Good news for Prius-driving San Franciscans. First, an abnormally warm start to winter in NYC proves their pet theory! Second, that altruistic Chavez has declared plans to be president-for-life. Looks like Venezuelan peasants are assured of Cuban-style health care forever! It's like two Christmases around here! Pardon me, I mean two Winter Solstice Celebrations.
Time for Al Gore to fire up his (presumably, carbon neutral) jet for a victory lap. It's a bit awkward that recent temperatures in New York are a bit more February-esque and Denver's(1) been clobbered by two blizzards already, but just a few days of "normal" winter weather are an anomaly. You really have to focus on the abnormally warm December out East to understand how global warming is already impacting us.
"Global warming" enthusiasts and investors have a lot in common—both are prone to confirmation bias. Environmentalists loudly proclaim the catastrophic 2005 hurricane season as hard proof Al Gore is right. But if you suggest the unusually quiet hurricane activity in 2006 is proof Al's movie cured global warming, you're likely to be treated no better than a patriotic Yale student at a San Francisco New Year's Eve Party. They point to a single year supporting their dogma, but your countered single year must be ignored. Seems unfair.

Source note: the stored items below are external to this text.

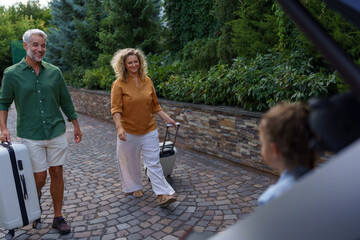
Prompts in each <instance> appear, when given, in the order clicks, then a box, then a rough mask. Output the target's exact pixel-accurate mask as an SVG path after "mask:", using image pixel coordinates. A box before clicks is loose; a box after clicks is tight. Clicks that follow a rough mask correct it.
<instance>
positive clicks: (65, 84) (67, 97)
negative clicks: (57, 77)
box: [59, 73, 78, 122]
mask: <svg viewBox="0 0 360 240" xmlns="http://www.w3.org/2000/svg"><path fill="white" fill-rule="evenodd" d="M59 78H60V89H59V90H60V106H61V109H62V111H63V112H64V114H65V115H66V117H67V120H68V121H69V122H71V121H72V120H74V119H77V118H78V115H77V114H76V112H75V107H74V103H73V102H72V100H71V96H70V93H69V89H68V88H67V85H66V83H65V80H64V77H63V75H62V74H61V73H60V75H59Z"/></svg>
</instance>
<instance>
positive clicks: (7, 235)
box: [5, 229, 15, 240]
mask: <svg viewBox="0 0 360 240" xmlns="http://www.w3.org/2000/svg"><path fill="white" fill-rule="evenodd" d="M14 236H15V230H14V229H13V230H9V232H8V233H7V234H6V235H5V238H6V240H11V239H13V238H14Z"/></svg>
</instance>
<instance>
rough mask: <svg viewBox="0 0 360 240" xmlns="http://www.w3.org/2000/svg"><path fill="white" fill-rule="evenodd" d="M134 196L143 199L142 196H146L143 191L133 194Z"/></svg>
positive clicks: (136, 191)
mask: <svg viewBox="0 0 360 240" xmlns="http://www.w3.org/2000/svg"><path fill="white" fill-rule="evenodd" d="M133 196H134V197H142V196H144V194H143V192H142V191H141V190H137V191H135V192H133Z"/></svg>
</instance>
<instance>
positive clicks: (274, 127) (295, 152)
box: [258, 103, 317, 206]
mask: <svg viewBox="0 0 360 240" xmlns="http://www.w3.org/2000/svg"><path fill="white" fill-rule="evenodd" d="M309 114H310V110H309V107H308V106H306V105H304V104H300V103H280V104H277V105H276V106H274V107H273V108H271V109H270V110H269V111H267V112H266V113H265V114H264V116H263V118H262V119H261V122H260V143H261V155H262V156H263V158H264V160H265V162H266V163H267V164H268V165H269V166H270V167H272V168H275V169H277V170H278V171H279V173H280V178H279V179H278V181H277V182H276V184H274V185H272V186H270V187H269V188H268V189H267V190H266V191H265V192H264V193H263V194H262V195H261V196H260V197H259V199H258V205H259V206H263V205H265V204H267V203H269V202H270V201H272V200H273V199H275V198H277V197H279V196H280V195H282V194H283V193H284V192H286V191H287V190H289V189H290V188H291V187H292V186H293V185H294V184H295V183H296V181H297V180H298V179H299V178H300V177H302V176H303V175H305V174H306V173H307V172H308V171H310V170H311V169H313V168H314V165H315V161H316V157H317V156H316V151H315V149H313V148H312V147H311V146H310V141H311V139H312V137H313V132H312V131H311V128H310V123H309Z"/></svg>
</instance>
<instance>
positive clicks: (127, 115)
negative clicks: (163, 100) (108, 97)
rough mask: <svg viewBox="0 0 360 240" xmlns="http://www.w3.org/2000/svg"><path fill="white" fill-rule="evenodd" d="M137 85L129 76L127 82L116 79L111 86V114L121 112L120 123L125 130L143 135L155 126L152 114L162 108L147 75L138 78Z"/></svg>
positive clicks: (129, 131)
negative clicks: (127, 81)
mask: <svg viewBox="0 0 360 240" xmlns="http://www.w3.org/2000/svg"><path fill="white" fill-rule="evenodd" d="M138 84H139V86H138V87H137V86H136V83H135V81H134V79H133V78H131V77H129V81H128V82H127V83H125V82H123V81H121V80H119V79H117V80H116V81H115V82H113V84H112V87H111V114H114V113H120V114H121V124H122V126H123V128H124V129H125V131H126V132H128V133H130V134H135V135H143V134H146V133H149V132H151V131H153V130H155V129H156V128H157V126H156V122H155V118H154V114H155V113H157V112H159V111H161V110H162V108H161V106H160V104H159V101H158V99H157V97H156V92H155V87H154V84H153V82H152V81H151V79H150V78H149V77H146V78H145V80H140V79H139V80H138Z"/></svg>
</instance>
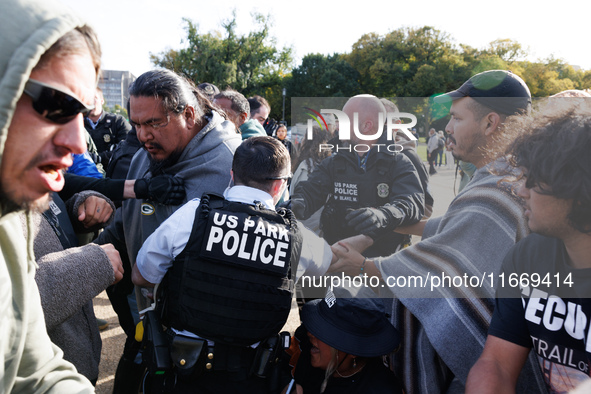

In the same way, this year ushered in the predictable bleating of "So goes January!" By the 10th, the S&P 500 was still in negative territory, and the global market was down 1.2%! The negative start is a reliable indicator of a poor year in the stock market, right? If you point out to your bleating friend he was singing the same tune in 2005, but that year ended positively, he'll roll his eyes and huff, "Come on, you can't look at just one year. You have to look at the longer term trend." Your friend can look at a short, specific, or bizarrely defined time period, but should you try the same to disprove his theory, you're the one who's data mining. It's convenient for your friend.
If you have access to the internet and Excel (or even pages 100 to 102 of Ken Fisher's latest book, The Only Three Questions that Count), you can see this popular bearish shibboleth is not much more than rampant silliness. Why does it survive? Confirmation bias, among other reasons. Adherents cling to those years they clamored "So goes! So goes!" and the year ended negatively, and roll their eyes when the outcome is incompatible.
The so-goes myth is not the only symptom of confirmation bias. Are you worried about stocks this year because of the supposed direction of oil? Are you rejoicing (or fretting) Pelosi and pals' takeover of Congress because one party is better for stocks than the other? Are you cashing out because you're convinced Bernanke will continue tightening, and you should never fight the fed?
If this sounds like you, invest a little time checking if your favorite investing truisms are, in fact, true, or if you aren't being swayed by tradition, bias, or your misguided political bent (whatever it may be). This is question number one from Ken Fisher's aforementioned book: What do I believe that's actually wrong? Running a simple correlation coefficient(2) tells you if your belief has merit, or if it's like global warming induced climactic climate change.
Discovering you've been wrong isn't bad. If you discover something you and most people believe is utter nonsense, you can bet against the masses and win more often than you lose.
And what does all this have to do with President-for-Life Chavez? Nothing, besides confirmation bias plagued San Franciscans thinking he's the cat's pajamas.
(1) Denver's part of that big flat place you fly over.
(2) Learn how on page 11 of self-same book.